COVID-19 IMPACT SURVEY MAY 2020
The global market for Power Management System is projected to reach US$5.7 billion by 2025, driven by digitalization, electronification and electrification trends sweeping through industries ranging from automotive, maritime transport, oil & gas, mining, heavy engineering to process manufacturing. In sync with digital maturity, electrification and digitalization of everything (DOE) is hitting a peak. On the back of this digital transformation comes the critical need for power management to ensure optimum utilization of power by electrical and electronic systems. With automation, robotics and IoT connectivity proliferating in smart factories around the world, there is a critical need to ensure robustness of electrical systems. Power management systems, in this regard, help improve reliability of electrical distribution and optimize consumption. Plant assets involving hydraulics, electric motors, electrical generators, turbines, and electrical heavy machinery need a mechanism for monitoring power consumption and usage by these myriad equipment. Power management systems enable intelligent monitoring of energy consumed by various electronic/electrical systems; deploy automatic enforcement of power management scheme; ensures timely identification of unusual power consumption patterns and inefficiencies in the system; ensures safety; lowers costs and safeguards against blackouts and unscheduled downtime of assets. Electronification and electrification of vehicles along with the impending commercialization of autonomous cars are pushing up the importance of on-board power management systems for vehicles in the automotive sector. Similarly, the maritime transport industry is also throwing up attractive opportunities for growth supported by a large global maritime transport fleet and an encouraging outlook for seaborne trade.

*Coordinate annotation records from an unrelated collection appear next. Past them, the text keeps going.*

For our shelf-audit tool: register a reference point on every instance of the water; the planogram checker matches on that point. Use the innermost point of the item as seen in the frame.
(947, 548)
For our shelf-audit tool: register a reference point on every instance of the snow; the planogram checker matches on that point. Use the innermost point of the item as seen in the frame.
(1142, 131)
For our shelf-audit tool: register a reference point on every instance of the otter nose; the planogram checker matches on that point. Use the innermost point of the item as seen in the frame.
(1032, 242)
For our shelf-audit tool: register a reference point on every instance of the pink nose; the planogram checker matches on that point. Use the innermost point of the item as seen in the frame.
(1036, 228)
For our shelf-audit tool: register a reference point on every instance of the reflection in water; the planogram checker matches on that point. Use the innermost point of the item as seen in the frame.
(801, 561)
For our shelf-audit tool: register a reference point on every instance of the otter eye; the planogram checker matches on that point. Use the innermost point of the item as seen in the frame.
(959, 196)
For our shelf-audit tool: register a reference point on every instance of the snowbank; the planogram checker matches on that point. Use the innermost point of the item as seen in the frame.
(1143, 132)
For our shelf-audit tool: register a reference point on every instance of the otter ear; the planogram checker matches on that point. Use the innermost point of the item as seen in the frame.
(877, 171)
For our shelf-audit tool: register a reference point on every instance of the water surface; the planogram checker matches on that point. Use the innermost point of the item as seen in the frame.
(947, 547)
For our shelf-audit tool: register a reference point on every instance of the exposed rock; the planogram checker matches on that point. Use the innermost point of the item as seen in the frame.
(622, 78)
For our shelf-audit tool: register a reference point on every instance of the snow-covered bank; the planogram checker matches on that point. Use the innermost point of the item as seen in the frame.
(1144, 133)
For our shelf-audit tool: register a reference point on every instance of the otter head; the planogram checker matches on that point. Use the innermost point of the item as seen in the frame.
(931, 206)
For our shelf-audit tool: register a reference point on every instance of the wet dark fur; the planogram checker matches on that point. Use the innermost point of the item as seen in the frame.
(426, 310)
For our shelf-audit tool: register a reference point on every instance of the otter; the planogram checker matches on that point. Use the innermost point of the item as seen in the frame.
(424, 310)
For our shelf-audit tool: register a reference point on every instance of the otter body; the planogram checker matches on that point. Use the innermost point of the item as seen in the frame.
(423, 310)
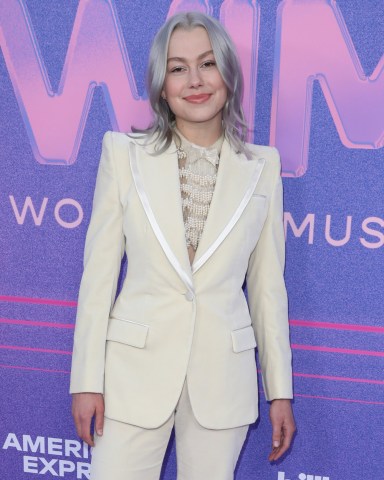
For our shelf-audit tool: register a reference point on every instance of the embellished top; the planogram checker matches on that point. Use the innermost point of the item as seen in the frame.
(198, 172)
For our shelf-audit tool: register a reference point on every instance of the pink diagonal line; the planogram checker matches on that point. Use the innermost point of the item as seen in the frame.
(337, 326)
(34, 323)
(38, 301)
(337, 350)
(336, 399)
(18, 367)
(339, 379)
(31, 349)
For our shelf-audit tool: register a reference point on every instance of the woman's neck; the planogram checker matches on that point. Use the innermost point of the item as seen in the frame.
(199, 134)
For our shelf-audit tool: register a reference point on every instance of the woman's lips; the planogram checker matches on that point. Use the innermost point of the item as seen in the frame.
(201, 98)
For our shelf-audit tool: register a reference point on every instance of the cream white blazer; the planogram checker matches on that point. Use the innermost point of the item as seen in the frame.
(171, 320)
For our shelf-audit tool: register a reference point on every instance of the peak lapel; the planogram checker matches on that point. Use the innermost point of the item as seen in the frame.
(236, 180)
(157, 183)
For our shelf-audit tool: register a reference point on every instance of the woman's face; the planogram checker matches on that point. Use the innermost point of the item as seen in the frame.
(193, 86)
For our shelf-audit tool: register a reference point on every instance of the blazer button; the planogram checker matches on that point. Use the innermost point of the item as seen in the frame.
(189, 296)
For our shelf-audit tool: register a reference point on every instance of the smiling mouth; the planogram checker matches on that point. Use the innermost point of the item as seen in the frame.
(201, 98)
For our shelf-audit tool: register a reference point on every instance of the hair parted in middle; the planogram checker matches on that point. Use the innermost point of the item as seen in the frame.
(234, 125)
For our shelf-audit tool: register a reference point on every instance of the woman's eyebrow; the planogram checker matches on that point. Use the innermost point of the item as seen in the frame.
(182, 59)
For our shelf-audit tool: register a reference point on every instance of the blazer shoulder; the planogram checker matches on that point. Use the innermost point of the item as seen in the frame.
(269, 154)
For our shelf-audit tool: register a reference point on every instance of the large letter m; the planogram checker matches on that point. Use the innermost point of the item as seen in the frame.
(313, 43)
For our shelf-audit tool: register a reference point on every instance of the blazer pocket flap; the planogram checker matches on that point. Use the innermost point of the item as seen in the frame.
(243, 339)
(127, 332)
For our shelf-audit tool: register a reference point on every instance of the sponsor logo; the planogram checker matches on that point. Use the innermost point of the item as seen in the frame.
(302, 476)
(57, 457)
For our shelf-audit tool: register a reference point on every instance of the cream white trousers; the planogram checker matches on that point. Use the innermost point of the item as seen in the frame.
(127, 452)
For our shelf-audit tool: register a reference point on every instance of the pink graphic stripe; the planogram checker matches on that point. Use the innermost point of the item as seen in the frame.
(336, 326)
(339, 379)
(34, 323)
(18, 367)
(38, 301)
(31, 349)
(336, 399)
(347, 351)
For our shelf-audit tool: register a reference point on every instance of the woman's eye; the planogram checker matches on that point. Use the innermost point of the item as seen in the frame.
(209, 63)
(177, 69)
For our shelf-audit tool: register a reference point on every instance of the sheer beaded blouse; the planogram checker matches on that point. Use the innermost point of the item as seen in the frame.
(198, 172)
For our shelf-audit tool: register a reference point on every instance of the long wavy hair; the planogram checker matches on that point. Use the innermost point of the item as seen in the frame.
(234, 125)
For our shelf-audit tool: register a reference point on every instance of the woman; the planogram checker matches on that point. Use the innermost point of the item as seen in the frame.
(197, 211)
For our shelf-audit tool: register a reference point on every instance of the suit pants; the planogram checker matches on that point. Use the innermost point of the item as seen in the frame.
(128, 452)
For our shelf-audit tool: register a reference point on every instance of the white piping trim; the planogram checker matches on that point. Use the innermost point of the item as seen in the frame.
(247, 196)
(152, 220)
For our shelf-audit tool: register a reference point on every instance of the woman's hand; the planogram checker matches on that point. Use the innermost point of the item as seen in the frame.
(283, 427)
(85, 406)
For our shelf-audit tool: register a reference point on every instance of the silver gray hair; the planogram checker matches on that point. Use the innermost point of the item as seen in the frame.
(235, 127)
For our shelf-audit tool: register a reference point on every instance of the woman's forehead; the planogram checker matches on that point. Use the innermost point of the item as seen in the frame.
(189, 44)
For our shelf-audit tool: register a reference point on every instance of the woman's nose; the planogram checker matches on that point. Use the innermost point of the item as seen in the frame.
(195, 78)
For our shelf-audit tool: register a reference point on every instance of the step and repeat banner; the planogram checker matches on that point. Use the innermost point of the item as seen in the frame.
(314, 76)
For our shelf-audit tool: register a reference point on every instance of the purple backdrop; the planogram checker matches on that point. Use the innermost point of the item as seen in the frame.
(314, 79)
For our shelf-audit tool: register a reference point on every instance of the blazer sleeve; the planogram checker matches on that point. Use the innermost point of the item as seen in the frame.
(267, 296)
(104, 247)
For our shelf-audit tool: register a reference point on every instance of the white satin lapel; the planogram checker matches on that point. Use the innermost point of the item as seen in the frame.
(156, 179)
(236, 181)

The heartening outlook for sea trade comes despite the threat of trade wars, protectionist trade policies, and increasing regulations such as the International Maritime Organization (IMO) 2020. Trade patterns will be supported by new trends such as digitalization which will redefine the geography of trade flow. IMO 2020, although will push up the cost of maritime transport, it will also help encourage fleet demolitions and fleet expansion, modernization and upgrades. Owners of inefficient vessels will face the necessity to scrap their ships and upgrade to newer energy efficient fleet to ensure conformance to the regulations. This will push up orders for new generation ships, positively influencing demand for Marine Power Management Systems (PMS). Power management on ships is important in preventing electrical blackout emergency scenarios. A power failure results in failure of engine, steering and deck machinery, and jeopardies a ship`s stability, thereby making power conservation & management an integral part of on-board operations. With vessel electrification being the future of shipping, the new generation of electric, digital and connected ships will present massive opportunity for growth of marine PMS. Also, with the average age of ships in the global fleet approximated to over 21 years, upgrades/replacements/retrofits will be a huge commercial opportunity. General cargo ships will emerge into an attractive pocket of growth with the age of these ships averaging to over 26 years. The United States, China and Europe represent large markets worldwide with a combined share of 52.1% of the market. China also ranks as the fastest growing market with a CAGR of 8.5% over the analysis period supported by the country`s dominance in the global shipbuilding industry. The rise of China as a major maritime power and the largest shipbuilder in terms of gross tonnage and value bodes well for growth in the market. Cumulative shipbuilding orders in the country is among the highest in the world, highlighting the country`s growing global clout in the shipbuilding business.